Nueva Capital está formada por covachas de madera, láminas de zinc y algunas de cemento, levantadas por personas que llegaron en busca de un lugar tras el paso devastador del huracán Mitch en 1998.
Veinte años después, la población vive sin esperanzas de un futuro mejor, sin empleo ni centros de estudio y acosada por las pandillas que buscan jóvenes para reclutarlos.
Para Alexandra resulta difícil vivir sin servicio de agua y alcantarillado, y desearía tener un centro de salud cercano para su hijo y para ella, que sufre de asma. También quisiera tener un empleo que le garantice el dinero para pagar sus alimentos y el transporte.
“A veces me rebusco en un molino de maíz, echando tortillas”, dice en referencia a sus intentos esporádicos de generar un ingreso con un oficio en el que puede ganarse 50 lempiras, unos dos dólares, por una jornada de 12 horas de trabajo.
Atemorizada por los delincuentes que operan en el barrio, Alexandra tiene miedo hasta de salir de casa porque pueden robarle sus pocas pertenencias, como ya le ha ocurrido.
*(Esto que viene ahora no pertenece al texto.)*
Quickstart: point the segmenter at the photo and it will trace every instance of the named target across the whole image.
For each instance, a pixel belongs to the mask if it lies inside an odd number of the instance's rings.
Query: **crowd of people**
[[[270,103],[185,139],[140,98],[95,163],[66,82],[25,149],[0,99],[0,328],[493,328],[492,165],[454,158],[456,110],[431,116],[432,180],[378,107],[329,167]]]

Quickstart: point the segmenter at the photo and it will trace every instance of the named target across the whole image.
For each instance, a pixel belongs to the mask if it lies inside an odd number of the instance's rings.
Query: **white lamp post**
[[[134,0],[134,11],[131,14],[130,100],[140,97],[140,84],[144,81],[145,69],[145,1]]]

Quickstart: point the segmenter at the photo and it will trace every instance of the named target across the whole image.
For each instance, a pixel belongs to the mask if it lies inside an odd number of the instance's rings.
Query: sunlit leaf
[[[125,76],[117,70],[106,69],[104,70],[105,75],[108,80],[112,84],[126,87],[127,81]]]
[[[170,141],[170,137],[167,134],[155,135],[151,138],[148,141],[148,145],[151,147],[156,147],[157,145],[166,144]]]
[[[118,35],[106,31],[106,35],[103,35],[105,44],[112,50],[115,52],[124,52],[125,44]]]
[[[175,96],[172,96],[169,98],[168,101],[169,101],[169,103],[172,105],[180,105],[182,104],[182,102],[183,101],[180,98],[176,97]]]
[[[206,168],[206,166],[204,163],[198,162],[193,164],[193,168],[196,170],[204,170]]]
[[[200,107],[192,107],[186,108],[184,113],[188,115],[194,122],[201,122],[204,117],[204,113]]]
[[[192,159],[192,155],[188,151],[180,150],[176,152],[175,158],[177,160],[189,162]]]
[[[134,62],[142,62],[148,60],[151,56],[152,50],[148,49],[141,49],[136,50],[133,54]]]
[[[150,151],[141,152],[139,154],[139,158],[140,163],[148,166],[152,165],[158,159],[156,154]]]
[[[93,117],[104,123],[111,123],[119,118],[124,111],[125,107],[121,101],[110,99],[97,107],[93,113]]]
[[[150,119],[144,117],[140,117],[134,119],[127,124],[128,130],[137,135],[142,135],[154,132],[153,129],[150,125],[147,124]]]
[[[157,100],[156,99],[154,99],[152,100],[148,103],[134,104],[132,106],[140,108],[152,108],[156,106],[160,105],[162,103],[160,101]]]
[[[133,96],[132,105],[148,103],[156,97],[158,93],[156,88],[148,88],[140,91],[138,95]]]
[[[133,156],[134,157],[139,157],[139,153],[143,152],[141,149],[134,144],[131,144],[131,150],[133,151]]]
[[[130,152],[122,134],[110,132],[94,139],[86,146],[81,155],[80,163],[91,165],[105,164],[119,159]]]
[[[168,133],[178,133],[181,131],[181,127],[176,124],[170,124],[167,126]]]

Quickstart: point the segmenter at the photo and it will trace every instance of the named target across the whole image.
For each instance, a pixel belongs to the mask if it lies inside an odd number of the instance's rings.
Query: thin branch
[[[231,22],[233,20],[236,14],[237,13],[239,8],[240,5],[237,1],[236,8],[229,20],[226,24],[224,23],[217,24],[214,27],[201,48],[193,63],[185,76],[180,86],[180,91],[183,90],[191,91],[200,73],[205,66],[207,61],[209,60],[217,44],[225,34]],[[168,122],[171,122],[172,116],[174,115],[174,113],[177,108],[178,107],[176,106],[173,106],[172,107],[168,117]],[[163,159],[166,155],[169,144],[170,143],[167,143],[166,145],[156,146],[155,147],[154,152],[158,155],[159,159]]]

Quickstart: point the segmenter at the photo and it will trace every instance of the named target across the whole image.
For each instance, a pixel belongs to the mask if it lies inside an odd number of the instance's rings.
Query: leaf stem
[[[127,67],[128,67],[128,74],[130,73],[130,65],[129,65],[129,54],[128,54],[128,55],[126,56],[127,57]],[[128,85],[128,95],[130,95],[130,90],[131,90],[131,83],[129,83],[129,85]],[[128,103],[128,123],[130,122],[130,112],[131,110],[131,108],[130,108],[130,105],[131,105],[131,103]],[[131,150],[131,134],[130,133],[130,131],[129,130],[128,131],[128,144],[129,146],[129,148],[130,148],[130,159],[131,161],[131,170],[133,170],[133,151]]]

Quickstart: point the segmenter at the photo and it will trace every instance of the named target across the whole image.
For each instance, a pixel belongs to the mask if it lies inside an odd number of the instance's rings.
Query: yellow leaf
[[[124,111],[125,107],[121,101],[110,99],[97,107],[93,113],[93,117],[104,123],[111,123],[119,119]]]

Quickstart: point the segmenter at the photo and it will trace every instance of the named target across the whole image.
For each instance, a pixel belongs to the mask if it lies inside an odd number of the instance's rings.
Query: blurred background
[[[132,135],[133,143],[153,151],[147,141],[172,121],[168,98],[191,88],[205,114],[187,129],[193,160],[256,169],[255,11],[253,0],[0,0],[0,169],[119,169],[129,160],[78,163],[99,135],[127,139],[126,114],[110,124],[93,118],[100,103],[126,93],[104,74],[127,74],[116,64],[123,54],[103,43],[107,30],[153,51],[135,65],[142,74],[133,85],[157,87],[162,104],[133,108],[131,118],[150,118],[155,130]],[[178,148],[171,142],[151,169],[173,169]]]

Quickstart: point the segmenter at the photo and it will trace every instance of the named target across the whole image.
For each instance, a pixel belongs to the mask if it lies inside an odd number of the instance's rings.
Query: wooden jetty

La idea de emigrar al exterior la tienta.
“Sí me gustaría irme de aquí, para ganar dinero más que todo. En este país no hay trabajo”, lamenta.
No lo ha hecho porque no tiene recursos para financiar el viaje hasta Estados Unidos, el destino con el que sueñan muchos centroamericanos pobres. “Los ‘coyotes’ cobran caro y no lo dejan ni cerca, sino a mitad del camino”, cuenta.
Cuando ingresó hace 10 años en la Universidad de Costa Rica, a Mario de León le daba vergüenza decir que vivía en La Carpio, la comunidad binacional más grande de Centroamérica, cuyos 25.000 habitantes se dividen casi en partes iguales entre costarricenses y migrantes nicaragüenses.
Levantado sobre un antiguo vertedero de basura, La Carpio se consolidó como un barrio en el oeste de San José, bordeado por los cañones de los ríos Torres y Virilla, cargados de basura y aguas negras de la capital.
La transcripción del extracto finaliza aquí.